The heat dome baked parts of the Pacific Northwest. Wildfires raged around the world. Torrential and destructive flooding displaced communities in British Columbia. The world in 2021 was fixated on the impacts of climate change.
But if humans are going to stop the damage they’ve caused, they’re going to need help from machines, researchers say. That’s where Yang Shi comes in.
Shi is director of the University of Victoria’s Applied Control and Information Processing Laboratory, and his focus is on the mathematic models and strategies behind the remote control and monitoring of complex cyberphysical systems. His research encompasses the theory underpinning large-scale systems such as smart buildings, communities and cities—work that will be crucial in ensuring the efficient use of energy to reduce carbon emissions.
That’s not just a matter of having energy efficient cooling systems, though. Rather, energy efficiency must be built into a design that actively considers carbon requirements because there’s a price associated with carbon.
“This cost needs to be considered in the individual control and optimization of each agent—that is, for example, a single room or a small building—and the community-wide control and optimization,” Shi says, noting each layer of such a hierarchical system must be co-ordinated with the others.
Putting this into context, he points to the example of a smart community, which has interconnected controls and technology designed to maximize energy efficiency. If such a community has renewable energy integrated into its grid—for example wind farms and solar panels—there will at times be an intermittent supply of electricity due to weather conditions.
The remote, artificial intelligence-enabled control systems he’s working on can balance out those fluctuations so that those communities are only using power from conventional, often carbon-producing grids when absolutely necessary, and supplying power back to those grids when they have an excess of renewable electricity.
These complex dynamic systems make realtime adjustments not just based on the control algorithms created by Shi and his colleagues, but on machine learning and AI that can make predictions based on information that is collected.
Shi’s research has other less obvious environmental links. His work could also be used to co-ordinate a squadron of unmanned aerial vehicles—UAVs or drones—to be used in conjunction with ground-based robots to deliver urgent aid in case of disasters where people are cut off from emergency responders, such as in a scenario similar to the catastrophic flooding seen across BC in mid-November.

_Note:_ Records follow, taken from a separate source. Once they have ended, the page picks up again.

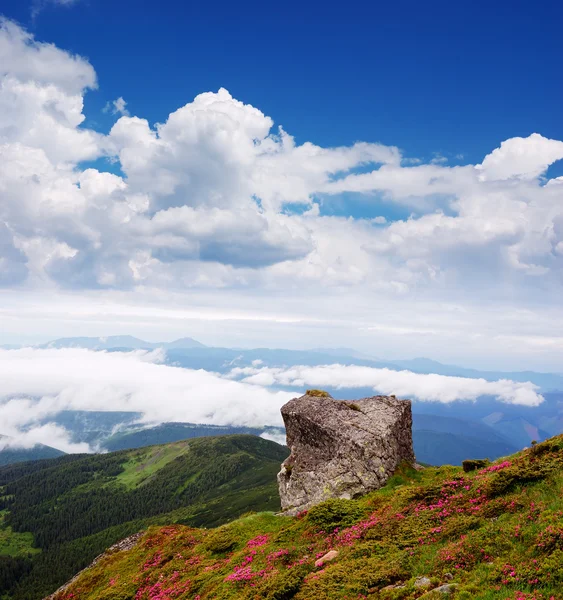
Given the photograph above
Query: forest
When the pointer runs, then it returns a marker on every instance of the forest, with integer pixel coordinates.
(78, 505)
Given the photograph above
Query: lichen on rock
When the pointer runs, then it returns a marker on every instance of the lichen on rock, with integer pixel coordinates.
(341, 449)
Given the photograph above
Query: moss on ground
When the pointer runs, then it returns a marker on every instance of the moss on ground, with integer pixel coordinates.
(496, 533)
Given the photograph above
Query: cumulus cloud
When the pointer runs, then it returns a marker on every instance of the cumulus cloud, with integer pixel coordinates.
(404, 384)
(117, 107)
(218, 197)
(36, 384)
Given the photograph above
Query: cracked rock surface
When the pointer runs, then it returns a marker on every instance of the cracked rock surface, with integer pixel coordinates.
(342, 449)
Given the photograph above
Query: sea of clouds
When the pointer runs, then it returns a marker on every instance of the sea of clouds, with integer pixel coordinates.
(36, 384)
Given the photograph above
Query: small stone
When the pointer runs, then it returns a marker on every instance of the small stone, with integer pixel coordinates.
(444, 590)
(331, 555)
(422, 582)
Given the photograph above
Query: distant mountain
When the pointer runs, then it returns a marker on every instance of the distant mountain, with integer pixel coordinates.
(74, 507)
(191, 354)
(126, 342)
(10, 455)
(173, 432)
(547, 381)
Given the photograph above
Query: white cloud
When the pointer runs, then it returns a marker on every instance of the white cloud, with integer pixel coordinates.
(117, 107)
(524, 158)
(36, 384)
(217, 199)
(404, 384)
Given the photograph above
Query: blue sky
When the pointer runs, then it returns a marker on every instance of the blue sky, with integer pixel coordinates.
(412, 205)
(441, 77)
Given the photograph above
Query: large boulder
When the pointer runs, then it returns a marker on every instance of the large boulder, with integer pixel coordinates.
(341, 449)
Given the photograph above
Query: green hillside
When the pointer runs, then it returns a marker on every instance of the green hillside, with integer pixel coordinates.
(57, 515)
(491, 534)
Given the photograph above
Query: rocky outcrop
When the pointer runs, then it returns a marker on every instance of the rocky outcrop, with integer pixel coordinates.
(341, 449)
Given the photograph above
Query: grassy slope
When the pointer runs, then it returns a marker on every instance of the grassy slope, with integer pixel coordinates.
(208, 494)
(496, 533)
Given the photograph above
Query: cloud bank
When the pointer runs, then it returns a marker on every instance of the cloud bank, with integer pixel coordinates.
(404, 384)
(35, 384)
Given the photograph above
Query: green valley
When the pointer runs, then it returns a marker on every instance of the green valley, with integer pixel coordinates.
(489, 534)
(57, 515)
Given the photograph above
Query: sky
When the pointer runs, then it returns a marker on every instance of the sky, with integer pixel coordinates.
(387, 178)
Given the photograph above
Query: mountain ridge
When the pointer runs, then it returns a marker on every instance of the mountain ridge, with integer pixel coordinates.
(495, 533)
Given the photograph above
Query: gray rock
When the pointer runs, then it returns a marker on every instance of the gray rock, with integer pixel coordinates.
(444, 590)
(341, 449)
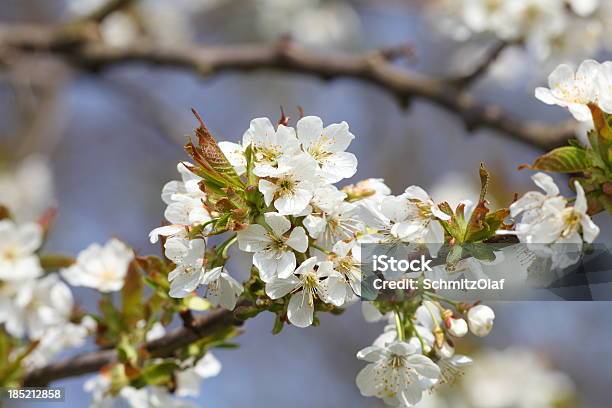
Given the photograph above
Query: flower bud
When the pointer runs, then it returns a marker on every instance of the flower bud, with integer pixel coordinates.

Whatever research he’s working on, Shi favours bringing the latest knowledge into the classroom and to work on solutions to global problems with an international community of scientists including in research areas of control engineering, communications and energy systems.
EdgeWise
What’s a complex cyber-physical system? The physical part ranges from individual buildings or HVAC systems to entire interconnected communities while cyber refers to cloud-based, machine learning powered AI controls that direct the physical side.
Creating these systems is a hugely complicated endeavour involving researchers around the world advancing their own and one another’s wor k. That's why Shi is an often-cited expert in his field, he’s also a leader in the areas of networked and distributed control systems, advanced model predictive control and industrial cyber-physical systems.
To foster and support international collaboration among researchers and engineers, Shi helped start the Institute of Electrical and Electronics Engineers (IEEE) International Conference on Industrial Cyberphysical Systems, with UVic hosting the latest edition in May 2021. IEEE states it is the world’s largest technical professional organization dedicated to advancing technology for the benefit of humanity.
Shi’s research is supported by National Sciences and Engineering Research Council of Canada, Mitacs and the Canada Foundation for Innovation.
UVic researchers focus on examining the personal, social and environmental costs of technology and improving health, communications and security for people around the globe as outlined in Aspiration 2030, the university’s research and creative works strategy.